Burkina Faso et souveraineté : rompre avec Paris pour mieux dépendre d’autres puissances ?
Le 26 juin 2026, le Burkina Faso a officialisé la rupture de ses relations diplomatiques avec la France. Les autorités de Ouagadougou invoquent des accusations de « néocolonialisme », d’ingérence supposée et de soutien à des réseaux pouvant déstabiliser le pays. Cette annonce marque une nouvelle étape dans la dégradation des liens entre les deux États, tout en relançant un débat fondamental : qu’est-ce que la souveraineté ?
Rompre avec une ancienne puissance coloniale constitue un acte politique fort, un choix souverain que tout État indépendant peut poser. Mais la véritable interrogation est de savoir si cette rupture mène à une autonomie réelle ou si elle conduit simplement à une nouvelle forme de dépendance.

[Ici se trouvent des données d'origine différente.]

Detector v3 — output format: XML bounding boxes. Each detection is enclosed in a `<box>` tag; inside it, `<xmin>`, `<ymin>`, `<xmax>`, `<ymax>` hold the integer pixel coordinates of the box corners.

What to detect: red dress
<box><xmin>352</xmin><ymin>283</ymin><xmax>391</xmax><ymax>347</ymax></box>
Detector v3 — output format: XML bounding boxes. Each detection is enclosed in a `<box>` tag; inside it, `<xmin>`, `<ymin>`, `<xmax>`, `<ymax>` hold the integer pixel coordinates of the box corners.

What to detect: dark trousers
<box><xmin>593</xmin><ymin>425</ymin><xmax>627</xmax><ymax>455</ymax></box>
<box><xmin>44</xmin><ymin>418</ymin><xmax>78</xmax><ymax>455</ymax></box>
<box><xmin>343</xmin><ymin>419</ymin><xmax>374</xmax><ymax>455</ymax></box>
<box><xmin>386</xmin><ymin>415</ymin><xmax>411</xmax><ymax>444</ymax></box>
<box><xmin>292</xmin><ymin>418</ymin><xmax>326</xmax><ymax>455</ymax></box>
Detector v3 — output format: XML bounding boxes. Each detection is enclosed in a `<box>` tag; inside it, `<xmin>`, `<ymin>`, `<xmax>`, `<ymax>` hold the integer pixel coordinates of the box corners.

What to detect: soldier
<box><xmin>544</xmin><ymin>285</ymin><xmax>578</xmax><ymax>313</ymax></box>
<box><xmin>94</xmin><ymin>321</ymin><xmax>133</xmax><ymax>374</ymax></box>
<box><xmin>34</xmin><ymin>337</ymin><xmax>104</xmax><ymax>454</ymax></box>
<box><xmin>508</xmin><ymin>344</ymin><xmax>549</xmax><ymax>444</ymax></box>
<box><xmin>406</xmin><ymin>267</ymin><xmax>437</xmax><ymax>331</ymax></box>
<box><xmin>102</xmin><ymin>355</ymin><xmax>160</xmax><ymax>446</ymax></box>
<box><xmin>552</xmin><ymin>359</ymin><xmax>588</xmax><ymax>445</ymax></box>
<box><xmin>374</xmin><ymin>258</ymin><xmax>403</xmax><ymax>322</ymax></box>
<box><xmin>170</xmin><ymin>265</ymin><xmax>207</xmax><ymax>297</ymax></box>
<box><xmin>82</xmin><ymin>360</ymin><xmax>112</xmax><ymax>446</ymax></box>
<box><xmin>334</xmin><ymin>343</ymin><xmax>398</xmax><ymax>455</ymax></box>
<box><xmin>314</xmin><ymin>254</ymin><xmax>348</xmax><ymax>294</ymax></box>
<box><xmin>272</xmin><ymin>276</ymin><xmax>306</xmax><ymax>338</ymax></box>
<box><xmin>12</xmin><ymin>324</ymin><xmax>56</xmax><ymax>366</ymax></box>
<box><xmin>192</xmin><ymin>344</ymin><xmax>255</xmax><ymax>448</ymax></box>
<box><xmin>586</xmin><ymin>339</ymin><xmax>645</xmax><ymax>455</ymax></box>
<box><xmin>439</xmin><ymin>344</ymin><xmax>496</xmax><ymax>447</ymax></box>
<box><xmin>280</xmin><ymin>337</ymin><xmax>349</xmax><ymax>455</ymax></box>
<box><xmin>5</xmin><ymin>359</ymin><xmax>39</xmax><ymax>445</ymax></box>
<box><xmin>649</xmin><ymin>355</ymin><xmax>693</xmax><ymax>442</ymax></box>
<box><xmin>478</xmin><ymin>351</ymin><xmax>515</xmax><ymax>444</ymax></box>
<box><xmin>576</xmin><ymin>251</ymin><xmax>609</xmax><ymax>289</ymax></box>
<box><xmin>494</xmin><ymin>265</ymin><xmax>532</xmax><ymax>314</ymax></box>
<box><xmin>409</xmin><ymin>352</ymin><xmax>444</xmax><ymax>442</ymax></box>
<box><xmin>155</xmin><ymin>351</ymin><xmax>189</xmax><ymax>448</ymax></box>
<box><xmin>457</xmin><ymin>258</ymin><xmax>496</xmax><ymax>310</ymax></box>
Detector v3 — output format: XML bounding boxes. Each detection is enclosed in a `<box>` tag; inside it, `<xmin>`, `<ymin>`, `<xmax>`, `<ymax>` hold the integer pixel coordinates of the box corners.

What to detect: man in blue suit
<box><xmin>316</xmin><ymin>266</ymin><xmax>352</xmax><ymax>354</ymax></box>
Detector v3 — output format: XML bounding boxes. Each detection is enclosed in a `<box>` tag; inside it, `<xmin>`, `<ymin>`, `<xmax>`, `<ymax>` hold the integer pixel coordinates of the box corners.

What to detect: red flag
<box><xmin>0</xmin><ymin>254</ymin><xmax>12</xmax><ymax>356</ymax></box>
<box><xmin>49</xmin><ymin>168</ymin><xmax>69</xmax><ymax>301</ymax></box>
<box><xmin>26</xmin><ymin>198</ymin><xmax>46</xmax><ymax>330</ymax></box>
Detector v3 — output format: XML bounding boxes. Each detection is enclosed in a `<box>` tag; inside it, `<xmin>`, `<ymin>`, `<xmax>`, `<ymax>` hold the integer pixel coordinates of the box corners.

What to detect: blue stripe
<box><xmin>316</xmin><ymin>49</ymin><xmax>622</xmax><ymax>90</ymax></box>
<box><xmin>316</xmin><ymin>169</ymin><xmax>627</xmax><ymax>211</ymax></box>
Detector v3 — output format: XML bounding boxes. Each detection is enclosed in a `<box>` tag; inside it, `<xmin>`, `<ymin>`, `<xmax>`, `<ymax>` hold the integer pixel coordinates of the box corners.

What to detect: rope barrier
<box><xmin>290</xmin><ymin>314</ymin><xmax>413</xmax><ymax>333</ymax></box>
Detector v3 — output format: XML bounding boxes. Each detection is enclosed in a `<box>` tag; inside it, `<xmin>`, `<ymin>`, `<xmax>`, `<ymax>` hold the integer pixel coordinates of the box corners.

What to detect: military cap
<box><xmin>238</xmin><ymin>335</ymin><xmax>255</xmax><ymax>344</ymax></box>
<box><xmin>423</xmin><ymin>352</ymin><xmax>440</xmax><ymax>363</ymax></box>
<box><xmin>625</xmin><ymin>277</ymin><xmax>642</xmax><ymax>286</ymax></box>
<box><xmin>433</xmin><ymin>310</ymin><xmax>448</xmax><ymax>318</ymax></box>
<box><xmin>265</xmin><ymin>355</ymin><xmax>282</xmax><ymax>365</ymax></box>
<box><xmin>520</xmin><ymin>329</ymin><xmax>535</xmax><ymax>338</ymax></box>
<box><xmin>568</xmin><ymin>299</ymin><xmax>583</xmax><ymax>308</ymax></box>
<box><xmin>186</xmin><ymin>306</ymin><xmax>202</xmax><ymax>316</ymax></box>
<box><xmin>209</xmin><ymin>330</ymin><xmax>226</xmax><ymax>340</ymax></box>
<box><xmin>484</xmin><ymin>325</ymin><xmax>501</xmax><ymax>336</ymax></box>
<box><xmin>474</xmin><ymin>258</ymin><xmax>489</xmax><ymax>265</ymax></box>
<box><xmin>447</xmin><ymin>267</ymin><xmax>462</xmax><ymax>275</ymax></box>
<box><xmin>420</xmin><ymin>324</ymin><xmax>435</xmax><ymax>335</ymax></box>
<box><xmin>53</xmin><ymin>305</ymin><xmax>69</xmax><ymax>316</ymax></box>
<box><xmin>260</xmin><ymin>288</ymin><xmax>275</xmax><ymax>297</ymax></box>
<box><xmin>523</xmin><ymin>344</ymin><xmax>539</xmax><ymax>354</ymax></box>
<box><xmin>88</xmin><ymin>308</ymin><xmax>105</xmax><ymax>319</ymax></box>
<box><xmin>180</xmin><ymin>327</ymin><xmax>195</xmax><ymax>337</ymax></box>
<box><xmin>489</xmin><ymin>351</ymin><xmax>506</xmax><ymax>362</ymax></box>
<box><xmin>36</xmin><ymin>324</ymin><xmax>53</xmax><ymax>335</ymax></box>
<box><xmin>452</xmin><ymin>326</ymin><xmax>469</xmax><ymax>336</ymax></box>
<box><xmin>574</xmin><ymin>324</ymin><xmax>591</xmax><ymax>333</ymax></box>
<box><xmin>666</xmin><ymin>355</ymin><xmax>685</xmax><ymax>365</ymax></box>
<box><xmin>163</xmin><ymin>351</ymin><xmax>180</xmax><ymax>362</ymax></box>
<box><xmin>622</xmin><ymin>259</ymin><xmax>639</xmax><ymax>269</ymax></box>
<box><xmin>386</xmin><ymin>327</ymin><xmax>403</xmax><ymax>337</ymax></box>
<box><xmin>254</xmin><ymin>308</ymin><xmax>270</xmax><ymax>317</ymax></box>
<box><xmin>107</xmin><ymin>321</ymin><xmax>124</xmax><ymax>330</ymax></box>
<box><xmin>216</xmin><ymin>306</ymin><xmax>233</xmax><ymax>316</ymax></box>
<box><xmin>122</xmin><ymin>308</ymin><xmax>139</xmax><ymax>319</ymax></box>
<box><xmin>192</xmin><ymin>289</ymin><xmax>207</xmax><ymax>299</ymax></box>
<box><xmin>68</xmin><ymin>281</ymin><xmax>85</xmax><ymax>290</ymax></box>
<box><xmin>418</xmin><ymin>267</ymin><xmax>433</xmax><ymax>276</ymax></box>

Depuis 2023, le Burkina Faso a progressivement renforcé ses partenariats avec la Russie, la Chine, la Turquie et l’Iran. Sur le plan militaire, la coopération avec Moscou s’est intensifiée ; sur le plan économique, le gouvernement cherche de nouveaux investisseurs et débouchés. Cette orientation est souvent présentée comme un « virage vers un monde multipolaire ».
Cependant, le multipolarisme ne garantit pas automatiquement l’indépendance. Une souveraineté authentique ne se limite pas à changer de partenaire international. Elle implique avant tout que les décisions stratégiques soient prises exclusivement dans l’intérêt national, sans dépendance politique, militaire, économique ou idéologique envers une puissance étrangère.
Un autre élément attire l’attention des observateurs. Après les décisions successives de Ouagadougou, nombreux sont ceux qui se demandent si le Mali et le Niger, les deux autres membres de l’Alliance des États du Sahel (AES), suivront la même voie dans les semaines ou mois à venir. Depuis plusieurs années, les trois pays affichent une convergence politique, diplomatique et militaire croissante, notamment dans leur rapprochement avec la Russie.
Si les deux autres États de l’AES adoptaient à leur tour des mesures similaires, cela renforcerait l’image d’une stratégie commune. Mais cela soulèverait aussi une interrogation légitime : ces décisions sont-elles le fruit de choix totalement indépendants de chaque État ou traduisent-elles une orientation géopolitique largement coordonnée autour d’un même partenaire stratégique ? Pour certains analystes, voir les trois pays prendre successivement des décisions identiques pourrait donner l’impression qu’ils suivent une feuille de route commune. Cette perception alimente un débat plus large : la souveraineté consiste-t-elle à s’affranchir d’une influence ou simplement à remplacer un centre d’influence par un autre ?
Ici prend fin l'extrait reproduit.